Book Read Free

Safe House b-10

Page 18

by Andrew Vachss


  “Why wouldn’t they let you take your dog?” she asked, more anger than sadness in her voice.

  “I’m sure they had their reasons. Reasons that looked good on paper. But I knew what it really was. They wanted to hurt me. They all did.”

  “But . . .”

  “I was right,” I told her, cutting that off before the feelings came back too strong. “I always swore I would have a dog someday. My own dog. In the juvie joint, the fucking ‘reform school,’ other guys dreamed of cars. Mostly cars. Where I came from, nobody thought about having a house, so it was cars we dreamed about. Fantasies, I guess they were.”

  “You didn’t fantasize about girls?” she asked, her voice more flirtatious than teasing.

  “I meant fantasies you could talk about,” I told her. “Out loud. Girls, the play was you already had them, see?” And mothers too, I thought to myself, remembering how kids in the joint would fight to the death if you called their mother a name . . . even if that mother was a drunken whore who never showed up on visiting day.

  “And you could talk about them? About girls?”

  “Lie about them mostly,” I told her, keeping my voice light. Thinking of the boys in there who were already talking about girls they hadn’t met . . . and what they were going to do to them when they did. “But me, my fantasy, my dream was to have a dog.”

  “Did you ever get one?”

  “I got the best dog in the world,” I said. “Her name is Pansy. She’s a Neapolitan mastiff. One of the original war dogs. They came over the Alps with Hannibal. Marco Polo took one to China.”

  “Are they smart?”

  “Smart? I don’t know. In some ways, I guess. But that’s not her big thing. Pansy would die for me. She’s not some pet,” I said scornfully, “like a tropical fish. Or one of those damn cats.”

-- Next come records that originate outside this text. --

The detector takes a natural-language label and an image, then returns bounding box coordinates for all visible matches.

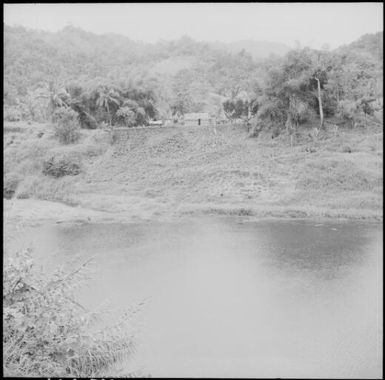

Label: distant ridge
[209,40,291,60]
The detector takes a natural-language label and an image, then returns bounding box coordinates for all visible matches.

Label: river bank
[4,121,383,223]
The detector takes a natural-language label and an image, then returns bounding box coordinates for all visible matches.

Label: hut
[148,120,163,127]
[183,112,213,127]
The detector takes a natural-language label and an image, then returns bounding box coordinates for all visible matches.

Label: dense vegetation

  “What do you have against cats?” she asked. “Lorraine has one, and it’s—”

  “Cats are the lap-dancers of the animal world,” I told her. “Soon as you stop shelling out, they move on, find another lap. They’re furry little sociopaths. Pretty and slick—in love with themselves. When’s the last time you saw a seeing-eye cat?”

  Crystal Beth took her hands away from my eyes and walked around the chair. She knelt in front of me, hunched forward, almond eyes widening, not listening so much as opening herself, as if to make her body understand me too.

  “But when I come back to . . . where I live,” I went on, “Pansy’s always glad to see me. It doesn’t matter what I look like. It doesn’t matter whether I’m a success or a failure. Or even whether I have food for her. She’s so . . . loyal. Loyal and true.”

  “And she’s a bitch?”

  “And she’s a bitch. Maybe that’s it. I’m not sure. We get the words all wrong. A man steps out on a woman, he gets called a dog. But if the woman’s ugly, she gets called a dog.”

  “I know. And if the girl’s pretty, she gets called something like ‘kitten,’ yes?”

  “Yeah,” I said.

  “Burke?”

  “What?”

  “It shifted again. Your aura.”

  I didn’t need her to tell me that. I could feel the blue in the room. A mist rising from my . . . I don’t know what. “Kitten.” When I was a young man, I called a lot of girls that. They always liked it. I did it so I wouldn’t blow my cover, call one of them by the wrong name. I had a lot of girls then.

  “Had.” Looking back, I know I never understood what that meant. But I remember the last one. Ruth. The more she loved me, the more I knew I had to go away. Before Ruth, it was all game. I knew what they wanted. They knew what I wanted. Fire-dancing, seeing which one of us would tumble in first . . . and get burned. It was never me. You can’t lose what you don’t ante up.

  The only thing I knew for sure about myself back then was that I was no good. Ruth wasn’t like any of the other girls I’d been with. She didn’t want me stealing to buy her jewels, didn’t shake her ass in the street and then come running to me because some clown noticed it, demanding I defend her “honor” . . . be a man. I thought I knew what that meant too, back then—cause pain, and never show any.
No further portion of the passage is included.